Hello everyone. Last time, I wrote about “Conjoint Analysis” which was introduced as one of the analysis methods when conducting primary research. I wrote that Conjoint Analysis is called as “Design of Experiments in the marketing field”, but this time I would like to write about that “Design of Experiments”.
1. What is “Design of Experiments”?
Design of Experiments is a method originally used in the field of quality control, so I think it is not well known among problem solvers. However, quality control is almost synonymous with “Six Sigma“, and in the Six Sigma methodology, this Design of Experiments is one of the core elements. Therefore, I think that many people who have experienced Lean Six Sigma are familiar with it.
However, this is confusing 🙂 Six Sigma in general is difficult to understand, but this experimental design method is also difficult. I think that there are probably few people who understand this correctly and use it according to theory. If you try to do it in theory, it will be difficult, so in this blog, I will focus on practical points.
2. How to use and view “Design of Experiments”
Design of Experiments is a method similar to “Conjoint Analysis” as I wrote at the beginning. Last time, I wrote that the process of conjoint analysis is roughly divided into the “survey design” stage and the “analysis” stage.
Similarly, if we divide Design of Experiments into the “survey design” stage and the “analysis” stage, the point of the survey design stage is “orthogonal table”, and the point of the analysis stage is “analysis of variance”.
1) The point of the survey design stage – Orthogonal table
This is exactly the same as conjoint analysis, so please take a look at my previous post.

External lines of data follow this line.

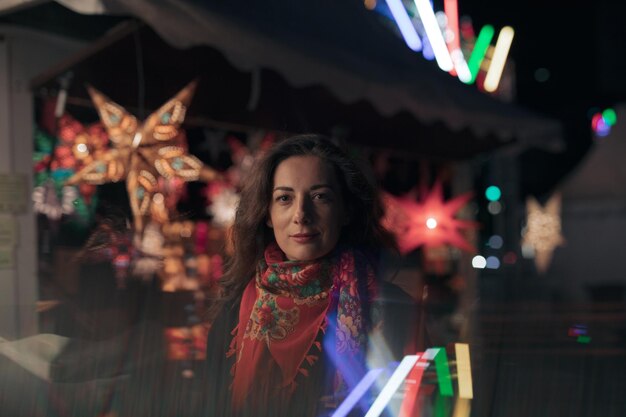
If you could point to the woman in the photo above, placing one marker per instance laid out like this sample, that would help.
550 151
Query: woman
298 289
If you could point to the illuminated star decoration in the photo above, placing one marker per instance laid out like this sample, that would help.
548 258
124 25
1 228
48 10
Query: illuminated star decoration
142 153
428 223
543 230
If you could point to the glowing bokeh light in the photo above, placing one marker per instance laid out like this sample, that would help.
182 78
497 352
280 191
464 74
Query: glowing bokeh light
404 24
603 129
425 11
595 120
495 242
609 116
493 262
479 262
494 207
493 193
543 231
500 54
480 49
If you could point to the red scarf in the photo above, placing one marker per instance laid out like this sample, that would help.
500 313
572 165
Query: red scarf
282 312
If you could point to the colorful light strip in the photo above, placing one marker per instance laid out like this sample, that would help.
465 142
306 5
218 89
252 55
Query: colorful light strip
462 407
451 9
503 45
443 372
464 370
480 49
392 385
458 60
357 393
425 11
404 24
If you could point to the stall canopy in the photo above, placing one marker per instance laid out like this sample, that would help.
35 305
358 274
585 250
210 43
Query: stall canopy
300 66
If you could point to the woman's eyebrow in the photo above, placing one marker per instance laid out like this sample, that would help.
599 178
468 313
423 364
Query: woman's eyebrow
318 186
282 188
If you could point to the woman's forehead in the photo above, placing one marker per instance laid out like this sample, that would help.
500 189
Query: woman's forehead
304 170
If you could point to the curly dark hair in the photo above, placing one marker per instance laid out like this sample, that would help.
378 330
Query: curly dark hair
250 233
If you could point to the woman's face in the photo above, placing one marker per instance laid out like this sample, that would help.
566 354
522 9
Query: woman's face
306 210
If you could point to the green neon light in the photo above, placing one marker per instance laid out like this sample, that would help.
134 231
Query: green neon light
443 373
480 49
609 116
441 406
493 193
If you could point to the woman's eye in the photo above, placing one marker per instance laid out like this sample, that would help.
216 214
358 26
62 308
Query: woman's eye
320 196
283 198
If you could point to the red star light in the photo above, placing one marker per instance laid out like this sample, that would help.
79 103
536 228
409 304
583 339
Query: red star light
429 223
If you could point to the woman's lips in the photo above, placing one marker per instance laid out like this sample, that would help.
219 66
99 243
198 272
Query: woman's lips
304 237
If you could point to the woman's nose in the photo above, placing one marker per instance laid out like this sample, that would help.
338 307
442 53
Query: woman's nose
303 213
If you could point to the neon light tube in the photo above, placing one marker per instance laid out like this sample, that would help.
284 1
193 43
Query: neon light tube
462 407
480 49
392 385
443 373
413 382
451 9
464 370
433 32
357 393
405 25
503 44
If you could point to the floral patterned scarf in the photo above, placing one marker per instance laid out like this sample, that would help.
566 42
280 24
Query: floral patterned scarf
282 312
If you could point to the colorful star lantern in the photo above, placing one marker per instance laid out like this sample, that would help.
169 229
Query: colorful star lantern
53 165
143 153
543 230
244 156
428 223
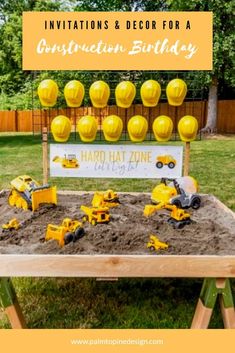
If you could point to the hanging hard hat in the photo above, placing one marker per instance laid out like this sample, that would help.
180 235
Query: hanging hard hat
125 94
112 128
150 92
61 128
188 127
137 128
162 128
99 94
176 91
87 127
48 92
74 93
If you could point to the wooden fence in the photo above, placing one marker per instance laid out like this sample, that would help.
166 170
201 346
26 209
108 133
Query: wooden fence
28 121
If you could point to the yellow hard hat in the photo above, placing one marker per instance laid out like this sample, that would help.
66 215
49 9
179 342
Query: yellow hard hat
137 128
162 128
176 91
188 127
87 127
125 94
112 128
99 94
150 92
74 93
48 92
61 128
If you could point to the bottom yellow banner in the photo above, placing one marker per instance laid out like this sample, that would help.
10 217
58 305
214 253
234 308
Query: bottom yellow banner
82 340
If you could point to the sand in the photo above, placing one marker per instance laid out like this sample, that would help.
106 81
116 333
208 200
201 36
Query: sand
212 231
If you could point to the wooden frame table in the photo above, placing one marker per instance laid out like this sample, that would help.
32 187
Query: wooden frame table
215 269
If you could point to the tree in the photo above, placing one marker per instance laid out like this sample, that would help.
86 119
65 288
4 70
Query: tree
223 49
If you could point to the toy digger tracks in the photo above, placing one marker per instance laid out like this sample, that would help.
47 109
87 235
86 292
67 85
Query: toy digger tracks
96 215
27 194
69 230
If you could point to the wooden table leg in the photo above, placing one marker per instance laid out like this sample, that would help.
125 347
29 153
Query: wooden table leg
9 302
211 289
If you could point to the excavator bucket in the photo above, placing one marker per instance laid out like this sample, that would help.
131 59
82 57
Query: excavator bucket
149 210
56 233
98 200
44 195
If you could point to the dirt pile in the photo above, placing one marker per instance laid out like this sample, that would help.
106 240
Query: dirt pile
211 232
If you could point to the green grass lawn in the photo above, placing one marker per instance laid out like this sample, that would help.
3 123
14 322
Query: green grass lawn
128 303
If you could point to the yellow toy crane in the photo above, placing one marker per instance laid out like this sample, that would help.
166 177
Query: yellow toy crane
26 193
178 217
69 161
165 160
96 215
155 244
69 230
108 199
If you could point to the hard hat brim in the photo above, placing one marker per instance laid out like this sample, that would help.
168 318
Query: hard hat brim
46 104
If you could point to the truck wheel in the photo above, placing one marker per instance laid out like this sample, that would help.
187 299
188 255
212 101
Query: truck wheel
171 165
177 203
79 233
159 165
196 203
68 238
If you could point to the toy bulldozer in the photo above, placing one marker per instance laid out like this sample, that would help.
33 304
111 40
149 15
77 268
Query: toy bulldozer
96 215
108 199
13 224
178 217
27 194
69 230
155 244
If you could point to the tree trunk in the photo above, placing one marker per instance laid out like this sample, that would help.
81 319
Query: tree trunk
211 124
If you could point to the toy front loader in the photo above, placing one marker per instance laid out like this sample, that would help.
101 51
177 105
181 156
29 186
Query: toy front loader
43 195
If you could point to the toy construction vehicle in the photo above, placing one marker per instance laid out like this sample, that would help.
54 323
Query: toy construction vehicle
108 199
26 193
174 195
69 230
178 217
96 215
155 244
69 161
165 160
13 224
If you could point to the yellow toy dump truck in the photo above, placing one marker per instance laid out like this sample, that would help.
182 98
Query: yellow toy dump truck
26 193
11 225
165 160
155 244
174 194
69 230
108 199
69 161
178 217
96 215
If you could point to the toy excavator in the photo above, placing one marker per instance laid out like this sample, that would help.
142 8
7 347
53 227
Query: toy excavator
69 161
178 217
175 195
26 193
156 244
108 199
13 224
165 160
96 215
69 230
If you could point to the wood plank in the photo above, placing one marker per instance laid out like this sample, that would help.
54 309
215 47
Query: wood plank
117 266
201 317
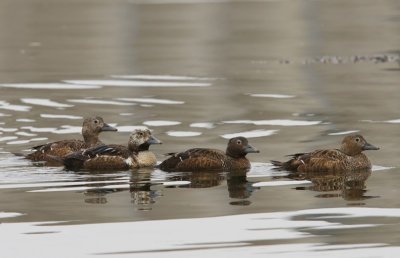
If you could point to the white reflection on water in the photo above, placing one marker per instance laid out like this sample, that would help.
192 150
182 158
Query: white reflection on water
251 134
274 96
152 101
60 116
183 133
25 134
67 129
4 215
39 129
8 106
25 120
162 77
8 138
52 86
161 123
45 102
283 182
126 83
130 128
100 102
203 125
273 234
281 122
392 121
2 129
344 132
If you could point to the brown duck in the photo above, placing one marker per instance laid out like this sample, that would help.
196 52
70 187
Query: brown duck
201 159
348 157
116 157
91 129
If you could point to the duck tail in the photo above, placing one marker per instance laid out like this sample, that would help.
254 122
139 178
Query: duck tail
18 154
279 165
55 159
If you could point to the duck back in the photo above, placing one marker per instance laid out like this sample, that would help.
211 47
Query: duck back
58 149
201 159
324 160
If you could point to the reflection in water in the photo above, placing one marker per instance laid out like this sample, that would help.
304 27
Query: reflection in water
239 188
350 185
140 188
200 179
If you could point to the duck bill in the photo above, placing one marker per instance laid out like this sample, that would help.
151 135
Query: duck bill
368 146
107 127
153 140
251 149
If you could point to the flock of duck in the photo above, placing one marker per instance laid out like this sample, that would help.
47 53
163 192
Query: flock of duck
92 154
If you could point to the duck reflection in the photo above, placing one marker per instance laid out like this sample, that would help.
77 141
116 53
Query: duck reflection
350 185
200 179
139 186
239 188
100 187
143 197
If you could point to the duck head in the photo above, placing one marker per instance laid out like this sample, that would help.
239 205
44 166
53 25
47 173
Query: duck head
141 139
92 127
238 147
355 144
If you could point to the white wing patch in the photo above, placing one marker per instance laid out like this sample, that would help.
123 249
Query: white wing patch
129 161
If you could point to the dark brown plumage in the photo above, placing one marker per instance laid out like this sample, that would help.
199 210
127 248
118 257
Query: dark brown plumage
116 157
91 129
201 159
348 157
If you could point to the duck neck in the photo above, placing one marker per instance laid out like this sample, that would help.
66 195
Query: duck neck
234 154
346 149
90 139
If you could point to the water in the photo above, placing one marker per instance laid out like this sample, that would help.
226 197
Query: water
291 76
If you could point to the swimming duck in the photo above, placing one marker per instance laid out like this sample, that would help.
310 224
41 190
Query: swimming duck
91 129
201 159
116 157
348 157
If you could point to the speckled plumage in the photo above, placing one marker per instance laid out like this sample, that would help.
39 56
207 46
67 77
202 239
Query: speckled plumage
348 157
91 129
116 157
202 159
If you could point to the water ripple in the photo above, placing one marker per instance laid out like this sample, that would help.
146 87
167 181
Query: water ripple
278 122
44 102
125 83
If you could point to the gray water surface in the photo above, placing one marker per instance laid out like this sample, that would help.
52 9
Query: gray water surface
292 76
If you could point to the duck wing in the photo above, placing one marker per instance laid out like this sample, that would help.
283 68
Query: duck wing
197 159
109 150
323 160
57 149
96 156
319 160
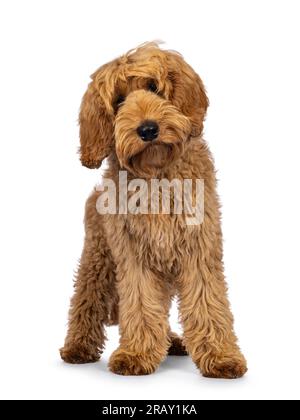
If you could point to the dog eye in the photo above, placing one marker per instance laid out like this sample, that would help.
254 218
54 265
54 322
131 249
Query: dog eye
120 99
152 86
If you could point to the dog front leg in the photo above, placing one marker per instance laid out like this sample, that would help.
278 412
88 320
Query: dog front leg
208 322
143 321
95 296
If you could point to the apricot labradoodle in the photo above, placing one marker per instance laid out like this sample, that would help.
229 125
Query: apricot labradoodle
144 111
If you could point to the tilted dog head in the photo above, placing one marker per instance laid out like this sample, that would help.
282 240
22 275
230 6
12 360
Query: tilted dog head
144 106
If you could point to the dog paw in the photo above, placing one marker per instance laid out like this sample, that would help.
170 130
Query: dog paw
123 362
229 369
77 354
176 348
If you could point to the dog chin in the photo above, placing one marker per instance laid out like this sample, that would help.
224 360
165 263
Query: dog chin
154 158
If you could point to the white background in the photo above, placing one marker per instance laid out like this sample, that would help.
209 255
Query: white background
247 53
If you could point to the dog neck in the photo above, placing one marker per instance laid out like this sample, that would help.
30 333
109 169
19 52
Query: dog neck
188 162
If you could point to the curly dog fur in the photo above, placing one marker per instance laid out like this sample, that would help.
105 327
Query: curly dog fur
133 264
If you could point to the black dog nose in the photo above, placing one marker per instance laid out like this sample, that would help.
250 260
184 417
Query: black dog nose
148 130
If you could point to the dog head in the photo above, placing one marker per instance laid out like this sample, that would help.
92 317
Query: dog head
144 106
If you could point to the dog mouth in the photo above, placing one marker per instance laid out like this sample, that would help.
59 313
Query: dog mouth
154 157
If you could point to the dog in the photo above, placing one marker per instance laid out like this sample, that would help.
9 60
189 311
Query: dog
144 112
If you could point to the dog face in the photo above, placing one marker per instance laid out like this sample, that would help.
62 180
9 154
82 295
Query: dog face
144 105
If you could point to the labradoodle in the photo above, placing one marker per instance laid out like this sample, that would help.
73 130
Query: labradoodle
144 112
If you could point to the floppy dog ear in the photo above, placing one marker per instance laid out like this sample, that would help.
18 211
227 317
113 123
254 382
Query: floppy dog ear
188 92
96 128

As I wrote last time, when assigning orthogonal table, the concept of “Latin square” and “interaction effects” comes up. This part is important from an academic point of view, and a considerable amount of explanation is devoted to it. The interaction effects is, this is a repeat of the previous article, but in this orthogonal table layout image, that there is a combination effect of “weight x battery life”, not just “weight” and “battery life”.
However, in practice, it is unlikely that the interaction effects will become large, so I think that it can be put aside for the time being. Latin square is important when performing orthogonal table layout considering interactions effects, but let’s put them aside to be practical.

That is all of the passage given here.